LIPARI v. MAINES PAPER FOOD SERVICE INC

Reset A A Font size: Print

Supreme Court, Appellate Division, Fourth Department, New York.

Gerald C. LIPARI, Appellant, v. MAINES PAPER & FOOD SERVICE, INC., Respondent.

Decided: December 31, 1997

Before DENMAN, P.J., and LAWTON, WISNER, BALIO and BOEHM, JJ. Shapiro, Rosenbaum (Samuel R. Guelli, of counsel), Rochester, for Plaintiff-Appellant. Coughlin & Gerhart (Paul J. Sweeney, of counsel), Binghamton, for Defendant-Respondent.

Supreme Court erred in granting that portion of defendant's motion for summary judgment seeking dismissal of the causes of action for breach of contract.   By letter dated July 1, 1993, the parties entered into an employment contract that provided in part:  “We are pleased to offer you the position of District Sales Representative for the Rochester area.   You will be paid an annual salary of $54,000.   This salary will be guaranteed for a two year period.   At the end of your first year, you will have the option of going on our Junior Commission Plan, if it is mutually agreeable to you.   We will roll over your two weeks of vacation at the start of your employment with us”.   Upon his termination from defendant's employment in January 1994, plaintiff commenced the present action for breach of contract and fraud or misrepresentation.   Defendant moved for summary judgment, contending with respect to the breach of contract causes of action that it had the right to terminate plaintiff because the letter created an at-will employment contract, while plaintiff contended that the letter created an employment contract for a term of two years.

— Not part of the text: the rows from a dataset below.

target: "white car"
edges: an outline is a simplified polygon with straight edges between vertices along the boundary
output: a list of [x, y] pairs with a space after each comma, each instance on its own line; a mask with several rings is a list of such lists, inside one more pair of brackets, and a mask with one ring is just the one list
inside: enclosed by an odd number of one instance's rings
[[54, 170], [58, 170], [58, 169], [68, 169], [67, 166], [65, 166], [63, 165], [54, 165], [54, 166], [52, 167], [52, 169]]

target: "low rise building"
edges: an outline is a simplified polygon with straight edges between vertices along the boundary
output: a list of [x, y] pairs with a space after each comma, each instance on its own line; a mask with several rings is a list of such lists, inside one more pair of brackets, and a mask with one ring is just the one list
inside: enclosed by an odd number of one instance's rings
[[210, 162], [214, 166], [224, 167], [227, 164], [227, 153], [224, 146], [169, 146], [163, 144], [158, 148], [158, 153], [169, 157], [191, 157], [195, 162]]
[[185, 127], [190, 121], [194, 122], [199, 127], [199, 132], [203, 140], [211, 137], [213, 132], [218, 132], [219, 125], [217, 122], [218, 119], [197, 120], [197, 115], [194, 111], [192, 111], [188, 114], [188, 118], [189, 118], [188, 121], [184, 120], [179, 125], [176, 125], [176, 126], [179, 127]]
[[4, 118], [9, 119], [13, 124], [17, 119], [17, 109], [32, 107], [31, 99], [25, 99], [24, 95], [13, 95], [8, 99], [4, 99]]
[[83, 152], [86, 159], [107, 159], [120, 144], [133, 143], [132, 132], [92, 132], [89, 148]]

 “The proper inquiry in determining whether a contract is ambiguous is ‘whether the agreement on its face is reasonably susceptible of more than one interpretation’ ” (Arrow Communication Labs. v. Pico Prods., 206 A.D.2d 922, 922-923, 615 N.Y.S.2d 187, quoting Chimart Assocs. v. Paul, 66 N.Y.2d 570, 573, 498 N.Y.S.2d 344, 489 N.E.2d 231).   To be entitled to summary judgment, the moving party must establish that its construction of the agreement “ ‘is the only construction which can fairly be placed thereon’ ” (Levey v. Leventhal & Sons, 231 A.D.2d 877, 647 N.Y.S.2d 597).   The provisions in the letter that plaintiff's salary will be guaranteed for two years and that plaintiff could change salary plans after one year render the employment agreement ambiguous on the issue whether plaintiff's employment was for a definite term or at will (see, Levey v. Leventhal & Sons, supra;   Steigerwald v. Dean Witter Reynolds, 107 A.D.2d 1026, 486 N.Y.S.2d 516;   Myers v. Coradian Corp., 92 A.D.2d 643, 459 N.Y.S.2d 929).  We therefore modify the order by denying that portion of defendant's motion for summary judgment dismissing the first and second causes of action, which allege breach of contract.

We have reviewed plaintiff's remaining contentions and conclude that they are without merit.

Order unanimously modified on the law and as modified affirmed with costs to plaintiff.